4.6 Flaggen und Wimpel
Die Flaggenformation und Wimpelformation repräsentieren kurze Ruhephasen in sich schnell bewegenden Märkten. Beiden Formationen gehen starke Kursanstiege bzw. erhebliche Kursverluste voraus. Flaggen- und Wimpelformationen korrigieren überkaufte- bzw. überverkaufte Zustände. Sie haben eine Pufferfunktion, um einen übergeordneten Aufwärtstrend bzw. Abwärtstrend kurzfristig anzuhalten bzw. zu konsolidieren.

Die Formationsbildung beträgt weniger als drei Wochen und ein anschließender Ausbruch in Richtung des übergeordneten Trends gilt als nahezu sicher. Eine Flaggenformation wird während eines ansteigenden Trendverlaufes durch zwei nahezu parallele Linien mit leicht negativen Steigungen markiert.
Solange sich die Preise innerhalb der Formation bewegen, ist das Volumen rückläufig.
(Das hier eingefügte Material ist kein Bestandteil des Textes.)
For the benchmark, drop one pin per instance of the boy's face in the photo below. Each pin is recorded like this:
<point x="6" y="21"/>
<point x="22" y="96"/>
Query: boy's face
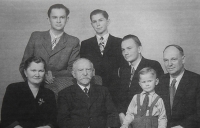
<point x="58" y="19"/>
<point x="100" y="24"/>
<point x="148" y="82"/>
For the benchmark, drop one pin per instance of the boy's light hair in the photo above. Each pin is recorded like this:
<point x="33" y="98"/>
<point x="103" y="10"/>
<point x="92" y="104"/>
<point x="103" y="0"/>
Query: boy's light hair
<point x="147" y="70"/>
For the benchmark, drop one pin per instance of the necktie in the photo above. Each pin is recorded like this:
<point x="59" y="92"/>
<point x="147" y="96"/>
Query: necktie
<point x="145" y="104"/>
<point x="101" y="45"/>
<point x="86" y="91"/>
<point x="132" y="74"/>
<point x="172" y="91"/>
<point x="54" y="43"/>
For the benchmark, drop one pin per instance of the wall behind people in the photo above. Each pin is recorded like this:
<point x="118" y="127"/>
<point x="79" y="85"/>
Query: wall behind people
<point x="157" y="23"/>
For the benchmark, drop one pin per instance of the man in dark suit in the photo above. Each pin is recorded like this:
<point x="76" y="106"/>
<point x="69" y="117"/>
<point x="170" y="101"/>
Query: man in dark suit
<point x="85" y="105"/>
<point x="128" y="72"/>
<point x="56" y="47"/>
<point x="180" y="90"/>
<point x="104" y="50"/>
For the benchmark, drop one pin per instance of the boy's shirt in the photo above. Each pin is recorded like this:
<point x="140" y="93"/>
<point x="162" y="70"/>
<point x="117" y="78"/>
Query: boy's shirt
<point x="158" y="109"/>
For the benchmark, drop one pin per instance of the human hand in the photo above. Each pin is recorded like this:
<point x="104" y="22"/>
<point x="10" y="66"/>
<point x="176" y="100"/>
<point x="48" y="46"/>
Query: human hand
<point x="49" y="79"/>
<point x="121" y="118"/>
<point x="177" y="126"/>
<point x="47" y="126"/>
<point x="18" y="126"/>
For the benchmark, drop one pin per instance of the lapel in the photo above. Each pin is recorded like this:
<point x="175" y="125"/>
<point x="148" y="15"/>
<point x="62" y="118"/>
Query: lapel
<point x="47" y="42"/>
<point x="94" y="94"/>
<point x="61" y="44"/>
<point x="108" y="44"/>
<point x="79" y="95"/>
<point x="164" y="87"/>
<point x="95" y="46"/>
<point x="180" y="91"/>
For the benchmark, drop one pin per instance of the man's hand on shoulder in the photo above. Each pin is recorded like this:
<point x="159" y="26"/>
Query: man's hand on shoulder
<point x="177" y="126"/>
<point x="49" y="79"/>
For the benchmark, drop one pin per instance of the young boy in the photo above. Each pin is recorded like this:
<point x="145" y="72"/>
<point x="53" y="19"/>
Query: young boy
<point x="146" y="109"/>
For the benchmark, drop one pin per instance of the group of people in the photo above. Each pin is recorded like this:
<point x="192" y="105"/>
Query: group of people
<point x="134" y="92"/>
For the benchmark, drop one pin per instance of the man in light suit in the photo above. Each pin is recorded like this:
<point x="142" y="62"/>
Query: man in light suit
<point x="106" y="60"/>
<point x="85" y="105"/>
<point x="181" y="97"/>
<point x="56" y="47"/>
<point x="128" y="72"/>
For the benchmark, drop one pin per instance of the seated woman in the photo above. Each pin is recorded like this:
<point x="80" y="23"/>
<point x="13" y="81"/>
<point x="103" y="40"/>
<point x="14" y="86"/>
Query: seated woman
<point x="28" y="104"/>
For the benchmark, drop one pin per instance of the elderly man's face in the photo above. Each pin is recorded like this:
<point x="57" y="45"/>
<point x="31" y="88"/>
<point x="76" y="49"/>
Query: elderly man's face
<point x="83" y="71"/>
<point x="174" y="61"/>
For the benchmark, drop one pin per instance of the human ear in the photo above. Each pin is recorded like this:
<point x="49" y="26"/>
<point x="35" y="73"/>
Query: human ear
<point x="157" y="81"/>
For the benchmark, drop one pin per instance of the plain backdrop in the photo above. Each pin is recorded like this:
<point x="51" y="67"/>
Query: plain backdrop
<point x="157" y="23"/>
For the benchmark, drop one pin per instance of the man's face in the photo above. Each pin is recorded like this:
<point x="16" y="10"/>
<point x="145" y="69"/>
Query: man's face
<point x="100" y="24"/>
<point x="130" y="50"/>
<point x="83" y="72"/>
<point x="174" y="61"/>
<point x="58" y="19"/>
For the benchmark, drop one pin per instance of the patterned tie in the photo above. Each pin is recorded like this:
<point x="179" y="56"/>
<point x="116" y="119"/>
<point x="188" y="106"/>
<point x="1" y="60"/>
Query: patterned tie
<point x="101" y="45"/>
<point x="86" y="91"/>
<point x="172" y="90"/>
<point x="132" y="74"/>
<point x="54" y="43"/>
<point x="145" y="104"/>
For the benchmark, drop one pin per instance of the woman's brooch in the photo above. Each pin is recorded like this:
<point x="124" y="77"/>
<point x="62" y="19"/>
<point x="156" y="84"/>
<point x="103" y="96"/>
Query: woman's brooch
<point x="41" y="101"/>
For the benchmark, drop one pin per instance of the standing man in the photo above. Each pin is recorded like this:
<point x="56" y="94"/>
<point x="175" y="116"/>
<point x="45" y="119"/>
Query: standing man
<point x="180" y="90"/>
<point x="56" y="47"/>
<point x="103" y="50"/>
<point x="128" y="73"/>
<point x="85" y="105"/>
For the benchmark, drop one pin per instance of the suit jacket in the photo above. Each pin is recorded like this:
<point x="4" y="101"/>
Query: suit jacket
<point x="76" y="110"/>
<point x="105" y="65"/>
<point x="186" y="106"/>
<point x="21" y="108"/>
<point x="59" y="60"/>
<point x="126" y="93"/>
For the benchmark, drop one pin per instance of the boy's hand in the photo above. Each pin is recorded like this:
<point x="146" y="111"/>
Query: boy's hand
<point x="121" y="117"/>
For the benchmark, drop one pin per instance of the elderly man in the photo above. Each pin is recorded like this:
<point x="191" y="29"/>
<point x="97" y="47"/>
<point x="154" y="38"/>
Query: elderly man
<point x="180" y="90"/>
<point x="128" y="73"/>
<point x="84" y="104"/>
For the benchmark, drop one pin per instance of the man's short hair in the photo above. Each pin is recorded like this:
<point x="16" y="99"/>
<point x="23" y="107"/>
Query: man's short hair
<point x="99" y="11"/>
<point x="133" y="37"/>
<point x="58" y="6"/>
<point x="147" y="70"/>
<point x="75" y="62"/>
<point x="176" y="46"/>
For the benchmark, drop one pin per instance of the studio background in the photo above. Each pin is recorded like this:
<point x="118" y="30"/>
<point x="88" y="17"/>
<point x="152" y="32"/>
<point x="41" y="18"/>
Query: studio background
<point x="157" y="23"/>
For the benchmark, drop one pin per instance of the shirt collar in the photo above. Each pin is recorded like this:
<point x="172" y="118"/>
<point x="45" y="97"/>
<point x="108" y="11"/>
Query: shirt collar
<point x="83" y="87"/>
<point x="151" y="93"/>
<point x="53" y="36"/>
<point x="105" y="38"/>
<point x="136" y="65"/>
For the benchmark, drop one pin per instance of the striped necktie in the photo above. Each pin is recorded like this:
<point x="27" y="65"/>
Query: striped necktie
<point x="101" y="45"/>
<point x="172" y="90"/>
<point x="86" y="92"/>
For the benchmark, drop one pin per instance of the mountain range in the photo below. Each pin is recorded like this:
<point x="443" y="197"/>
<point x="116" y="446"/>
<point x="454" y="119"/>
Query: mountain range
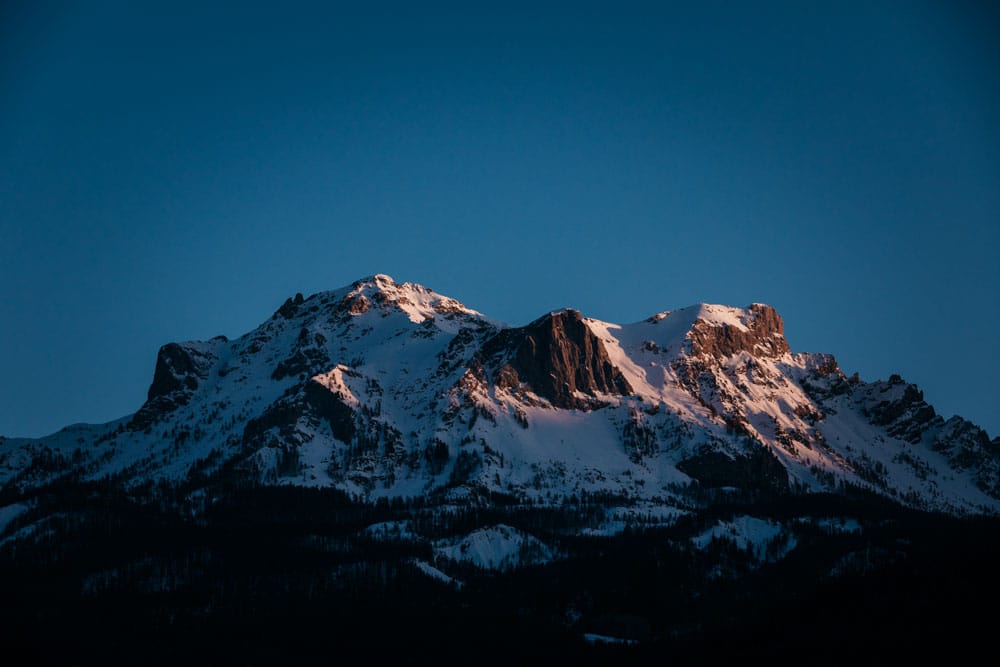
<point x="379" y="471"/>
<point x="386" y="389"/>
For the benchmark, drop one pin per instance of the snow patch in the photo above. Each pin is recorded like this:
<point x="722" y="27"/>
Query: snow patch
<point x="498" y="547"/>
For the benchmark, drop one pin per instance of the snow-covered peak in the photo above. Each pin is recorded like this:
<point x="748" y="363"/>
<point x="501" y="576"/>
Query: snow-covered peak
<point x="714" y="314"/>
<point x="418" y="302"/>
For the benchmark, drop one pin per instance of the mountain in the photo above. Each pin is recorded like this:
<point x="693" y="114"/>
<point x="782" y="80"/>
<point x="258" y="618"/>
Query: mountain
<point x="378" y="472"/>
<point x="386" y="389"/>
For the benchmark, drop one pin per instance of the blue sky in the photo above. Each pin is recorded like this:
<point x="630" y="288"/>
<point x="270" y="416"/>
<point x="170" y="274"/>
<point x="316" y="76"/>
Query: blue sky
<point x="176" y="171"/>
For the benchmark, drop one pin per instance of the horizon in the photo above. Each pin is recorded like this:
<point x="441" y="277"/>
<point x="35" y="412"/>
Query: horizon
<point x="175" y="171"/>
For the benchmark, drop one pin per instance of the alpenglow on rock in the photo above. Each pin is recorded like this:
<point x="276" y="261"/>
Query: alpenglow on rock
<point x="390" y="389"/>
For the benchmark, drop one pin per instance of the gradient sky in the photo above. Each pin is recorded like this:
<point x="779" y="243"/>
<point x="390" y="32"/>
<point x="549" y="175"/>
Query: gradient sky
<point x="176" y="172"/>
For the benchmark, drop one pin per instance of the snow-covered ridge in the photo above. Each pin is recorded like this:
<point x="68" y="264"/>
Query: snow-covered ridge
<point x="391" y="389"/>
Ein anschließender Formationsausbruch durch die obere parallele Linie ist durch starke Volumenanstiege und sprunghafte Kursbewegungen in Richtung des übergeordneten Gesamttrend gekennzeichnet.
Vor dem Hintergrund eines übergeordneten fallenden Trendverlaufes bilden sich zwei parallele Linien mit leicht positiven Steigungen. Analog gilt rückläufiges Volumen während der Formationsbildung, welches sich bei Formationsausbruch durch die untere parallele Linie signifikant erhöht.
Wimpel bestehen aus zwei zusammenlaufenden Trendlinien. Während der Formationsbildung ist das Volumen niedrig und steigt bei Formationsausbrüchen nach oben (übergeordneter Aufwärtstrend) bzw. nach unten (übergeordneter Abwärtstrend) überproportional an.